Tot de dag van nu. Met de juiste mensen om me heen durf ik de dappere stap naar binnen te zetten. Ik vind de moed om afleiding de rug toe te keren. Ik laat de middelen voor wat ze zijn en dat is nogal wat. Ik plan dagen in voor mezelf zonder vast programma, met meditatie of muziek als enige houvast. Wie die mensen zijn om me heen? Een lerares die haar leven toewijdt aan gevoelsmatige processen van vrouwelijke energie. Een leraar met visie in levenswijsheden van Dzogchen uit het boeddhisme. Een cranio sacraal therapeut die me begeleid in het vinden van evenwicht in mijn lichaam. Er zijn nieuwe vrienden in mijn leven gekomen die evengoed de weg van zelfbevrijding gaan.
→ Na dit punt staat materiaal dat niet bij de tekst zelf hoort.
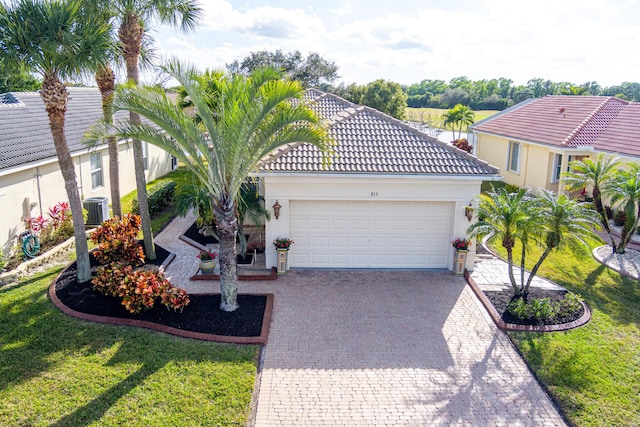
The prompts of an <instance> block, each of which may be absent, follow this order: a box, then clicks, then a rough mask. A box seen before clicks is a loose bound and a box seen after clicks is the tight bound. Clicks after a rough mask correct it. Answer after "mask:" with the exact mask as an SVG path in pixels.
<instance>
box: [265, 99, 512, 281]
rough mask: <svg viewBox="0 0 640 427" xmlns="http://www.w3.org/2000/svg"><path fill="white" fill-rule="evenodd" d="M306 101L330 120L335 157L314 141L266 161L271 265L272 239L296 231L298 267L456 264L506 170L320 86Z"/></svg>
mask: <svg viewBox="0 0 640 427" xmlns="http://www.w3.org/2000/svg"><path fill="white" fill-rule="evenodd" d="M304 101H305V102H307V103H309V105H310V106H311V107H312V108H313V109H314V110H315V111H316V112H317V113H318V114H319V115H320V116H321V117H322V118H323V119H324V120H325V122H326V124H327V126H328V129H329V133H330V136H331V137H332V138H333V140H334V142H335V144H336V145H335V153H334V154H333V155H332V156H331V163H330V165H329V166H328V167H327V168H324V167H323V164H322V156H321V154H320V152H319V150H318V149H316V148H315V147H313V146H311V145H308V144H291V145H288V146H285V147H282V148H281V149H279V150H278V151H277V152H276V153H272V155H271V156H270V157H269V158H268V159H265V160H264V161H263V163H262V165H261V169H260V171H259V172H258V173H257V176H258V177H259V178H260V181H261V186H262V193H263V195H264V197H265V203H266V206H267V208H269V209H271V207H272V206H273V205H276V202H277V205H279V206H280V208H279V216H278V217H276V216H275V215H274V214H273V213H272V215H271V218H270V220H269V221H267V222H266V224H265V235H266V241H267V247H266V259H267V260H268V263H271V265H273V266H275V265H276V252H275V248H274V247H273V245H271V243H270V242H272V241H273V240H274V239H276V238H279V237H288V238H290V239H292V240H293V241H294V242H295V243H294V244H293V245H292V247H291V249H290V251H289V267H291V268H333V269H335V268H385V269H386V268H396V269H414V268H415V269H452V266H453V253H454V251H453V247H452V245H451V242H452V241H453V240H454V239H455V238H457V237H465V236H466V231H467V228H468V227H469V224H470V219H468V218H467V217H466V215H465V214H468V213H469V209H467V207H468V206H469V204H470V203H471V201H472V200H473V199H474V198H476V197H477V196H478V194H479V193H480V185H481V183H482V181H486V180H495V179H500V178H501V177H500V176H499V175H498V169H497V168H495V167H493V166H491V165H490V164H488V163H486V162H484V161H482V160H479V159H478V158H476V157H475V156H473V155H471V154H468V153H466V152H464V151H461V150H459V149H457V148H455V147H453V146H451V145H449V144H446V143H443V142H440V141H438V140H436V139H435V138H433V137H431V136H429V135H427V134H425V133H422V132H420V131H418V130H416V129H414V128H412V127H410V126H408V125H406V124H404V123H402V122H401V121H398V120H396V119H394V118H392V117H390V116H387V115H386V114H383V113H381V112H379V111H377V110H375V109H372V108H369V107H365V106H360V105H356V104H352V103H350V102H348V101H346V100H344V99H342V98H340V97H338V96H335V95H332V94H328V93H324V92H321V91H319V90H315V89H311V90H308V91H307V92H306V94H305V96H304ZM467 269H469V270H472V269H473V256H470V257H469V258H468V260H467Z"/></svg>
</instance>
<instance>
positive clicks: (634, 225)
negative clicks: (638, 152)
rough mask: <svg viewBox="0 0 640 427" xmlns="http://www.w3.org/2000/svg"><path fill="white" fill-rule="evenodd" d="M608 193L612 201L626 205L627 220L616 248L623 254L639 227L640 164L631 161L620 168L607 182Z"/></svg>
mask: <svg viewBox="0 0 640 427" xmlns="http://www.w3.org/2000/svg"><path fill="white" fill-rule="evenodd" d="M604 192H605V194H606V195H608V196H610V197H611V203H612V204H616V203H620V204H621V205H622V206H624V213H625V217H626V219H625V221H624V227H622V233H621V235H620V241H619V242H618V245H617V246H614V250H615V251H616V252H617V253H619V254H623V253H625V251H626V248H627V245H628V244H629V241H630V240H631V237H632V236H633V234H634V233H635V232H636V230H637V229H638V223H639V222H640V215H639V214H638V205H639V204H640V165H638V164H637V163H630V164H629V165H628V168H627V169H620V170H618V172H617V174H616V176H615V178H614V179H612V180H610V181H608V182H607V184H606V186H605V187H604Z"/></svg>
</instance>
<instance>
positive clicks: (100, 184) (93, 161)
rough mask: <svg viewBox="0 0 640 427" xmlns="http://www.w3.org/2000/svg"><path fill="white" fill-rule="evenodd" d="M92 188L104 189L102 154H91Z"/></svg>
mask: <svg viewBox="0 0 640 427" xmlns="http://www.w3.org/2000/svg"><path fill="white" fill-rule="evenodd" d="M90 162H91V188H98V187H102V153H91V156H90Z"/></svg>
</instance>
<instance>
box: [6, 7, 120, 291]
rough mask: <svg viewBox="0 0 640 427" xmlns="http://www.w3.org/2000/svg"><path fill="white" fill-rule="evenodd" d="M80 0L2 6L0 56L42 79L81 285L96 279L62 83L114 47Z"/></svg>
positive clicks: (97, 22)
mask: <svg viewBox="0 0 640 427" xmlns="http://www.w3.org/2000/svg"><path fill="white" fill-rule="evenodd" d="M81 6H82V2H81V1H78V0H43V1H38V0H21V1H19V2H17V3H15V4H13V5H6V4H4V3H2V4H0V55H1V56H2V57H3V59H4V60H8V61H16V62H20V63H23V64H26V65H27V66H28V67H29V69H31V70H33V71H35V72H37V73H38V74H40V75H42V77H43V82H42V90H41V91H40V96H41V97H42V100H43V101H44V105H45V109H46V111H47V115H48V116H49V125H50V128H51V136H52V138H53V143H54V146H55V149H56V154H57V157H58V163H59V165H60V171H61V172H62V176H63V178H64V183H65V190H66V192H67V197H68V198H69V205H70V207H71V213H72V215H73V231H74V237H75V246H76V260H77V265H78V281H79V282H80V283H84V282H87V281H89V280H90V279H91V267H90V265H89V251H88V247H87V237H86V234H85V231H84V218H83V215H82V202H81V200H80V193H79V192H78V184H77V180H76V174H75V169H74V166H73V160H72V159H71V153H70V152H69V147H68V145H67V139H66V135H65V130H64V122H65V113H66V111H67V97H68V92H67V89H66V87H65V85H64V84H63V83H62V80H61V79H65V78H73V77H75V76H78V75H79V74H83V73H85V72H86V71H87V70H90V69H95V67H97V66H98V65H99V64H100V63H101V62H102V60H103V56H104V52H106V51H107V50H108V48H109V44H110V40H109V37H108V34H109V27H108V26H107V25H104V23H103V22H100V21H96V20H94V19H93V18H92V17H91V16H90V15H85V14H83V13H82V7H81Z"/></svg>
Gesteund in hun aanwezigheid en versterkt door hun inzichten voel ik dat ik klaar ben om in mijn eigen schaduw te zakken. Om de barrières van boos zijn, hard blijven en controle houden die ik van mijn ouders had overgenomen te doorbreken om terug te keren naar het hart. Dat schuchtere hart in zachte handen te nemen. Nieuw leven inblazen om te groeien tot vol potentieel.
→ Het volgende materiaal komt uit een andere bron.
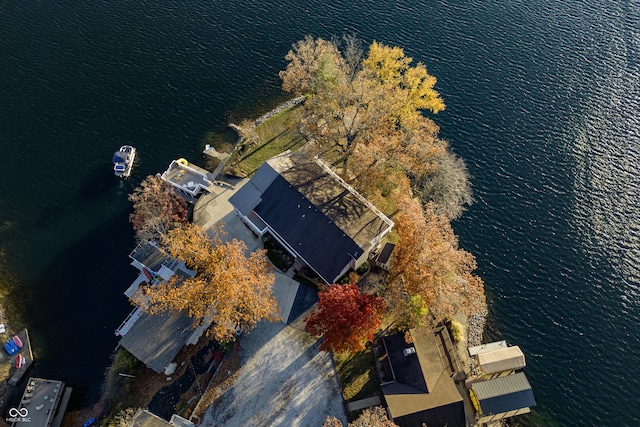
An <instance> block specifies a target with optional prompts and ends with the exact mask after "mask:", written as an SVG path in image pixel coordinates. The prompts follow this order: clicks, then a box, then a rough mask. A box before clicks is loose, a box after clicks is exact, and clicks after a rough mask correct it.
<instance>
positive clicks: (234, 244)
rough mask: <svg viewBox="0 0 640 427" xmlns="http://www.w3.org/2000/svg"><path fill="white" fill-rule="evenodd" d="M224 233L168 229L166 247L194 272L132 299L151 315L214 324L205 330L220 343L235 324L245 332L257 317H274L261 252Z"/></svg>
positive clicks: (144, 293) (276, 312)
mask: <svg viewBox="0 0 640 427" xmlns="http://www.w3.org/2000/svg"><path fill="white" fill-rule="evenodd" d="M225 237H226V235H225V233H224V231H223V229H222V228H221V227H218V228H214V229H213V230H212V231H211V232H210V233H208V232H207V231H205V230H204V229H203V228H202V227H199V226H197V225H193V224H187V225H185V226H183V227H180V228H176V229H174V230H171V231H170V232H169V233H168V235H167V236H166V238H165V239H164V240H163V245H164V247H165V248H166V249H167V251H168V252H169V253H170V254H171V255H172V256H173V257H175V258H178V259H182V260H184V262H185V264H186V266H187V267H188V268H190V269H193V270H196V271H197V274H196V275H195V277H192V278H188V279H185V280H182V279H178V278H175V276H174V278H173V279H172V280H170V281H168V282H164V283H160V284H158V285H156V286H151V285H147V286H142V287H140V288H139V290H138V291H137V292H136V293H135V294H134V295H133V296H132V298H131V300H132V302H133V303H134V304H136V305H137V306H139V307H142V308H143V309H144V310H146V311H148V312H149V313H151V314H156V313H162V312H166V311H177V312H186V313H188V315H189V316H190V317H192V318H194V320H195V321H196V322H197V324H203V323H205V322H207V323H208V322H212V323H211V326H210V328H209V330H208V333H209V334H210V335H212V336H213V337H214V338H215V339H216V340H218V341H228V340H233V339H234V336H235V333H236V329H237V328H240V330H243V331H248V330H250V329H252V328H253V327H254V326H255V325H256V324H257V323H258V322H259V321H260V320H263V319H268V320H271V321H275V320H278V319H279V315H278V306H277V302H276V299H275V297H274V296H273V293H272V287H273V283H274V280H275V277H274V275H273V273H272V272H271V267H270V264H269V262H268V261H267V258H266V255H265V251H264V250H257V251H255V252H252V253H251V254H249V255H247V254H246V252H247V247H246V245H245V243H244V242H242V241H239V240H237V239H233V240H230V241H228V240H226V239H225Z"/></svg>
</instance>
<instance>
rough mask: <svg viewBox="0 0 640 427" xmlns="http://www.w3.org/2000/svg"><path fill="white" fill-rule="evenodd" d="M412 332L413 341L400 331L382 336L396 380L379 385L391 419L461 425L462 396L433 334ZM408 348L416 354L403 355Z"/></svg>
mask: <svg viewBox="0 0 640 427" xmlns="http://www.w3.org/2000/svg"><path fill="white" fill-rule="evenodd" d="M411 335H412V337H413V343H412V344H407V343H406V342H405V340H404V335H403V334H395V335H392V336H390V337H385V338H384V342H385V347H386V349H387V357H388V359H389V362H390V364H391V367H392V369H393V374H394V377H395V382H392V383H390V384H384V385H382V392H383V394H384V398H385V401H386V402H387V406H388V407H389V411H390V412H391V416H392V417H393V421H394V422H395V423H396V424H397V425H399V426H401V427H406V426H416V427H420V426H422V423H427V425H434V426H435V425H448V426H449V427H457V426H460V427H464V426H465V417H464V405H463V399H462V396H461V395H460V392H459V391H458V389H457V388H456V385H455V383H454V381H453V379H452V378H451V377H449V375H448V373H447V371H446V369H445V366H444V365H443V363H442V359H441V357H440V354H439V351H438V347H437V343H436V340H435V337H434V336H433V333H431V332H424V331H422V330H419V329H413V330H412V331H411ZM408 347H414V348H415V349H416V352H415V354H410V355H409V356H404V354H403V350H404V349H405V348H408Z"/></svg>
Mijn kersvers proces is de onrust in mezelf stillen. Is de hardheid dat niet bij me past te verzachten. Is de snelheid van mijn leven te vertragen. In geleide meditatie keer ik naar binnen en ga zacht en langzaam in gesprek met mijn hart door mijn oor te luisteren te leggen bij haar poort. Wat ik zal horen weet ik nog niet. Ik heb geen idee hoe de leegte in mij vervuld zal worden. In kan onmogelijk voorspellen hoe het zal zijn in verbinding met haar. Soms ben ik bang voor het onbekende. Nu ik omringd ben door vrienden, bijgestaan door leraren en gedragen door het Leven zelf, ben ik op weg naar de kamers van mijn hart die alle vier hevig kloppen bij mijn komst. Ik sta voor de hart-poort en zie een lichtje branden. Een klein lichtje. Hoe klein het wel mag zijn. Het heet mij welkom. Het brandt uit liefde voor mij. In dat warm onthaal ga ik voor het eerst een onvervalste liefdesverbinding aan. Niet met een man deze keer. Om te beginnen, met mezelf.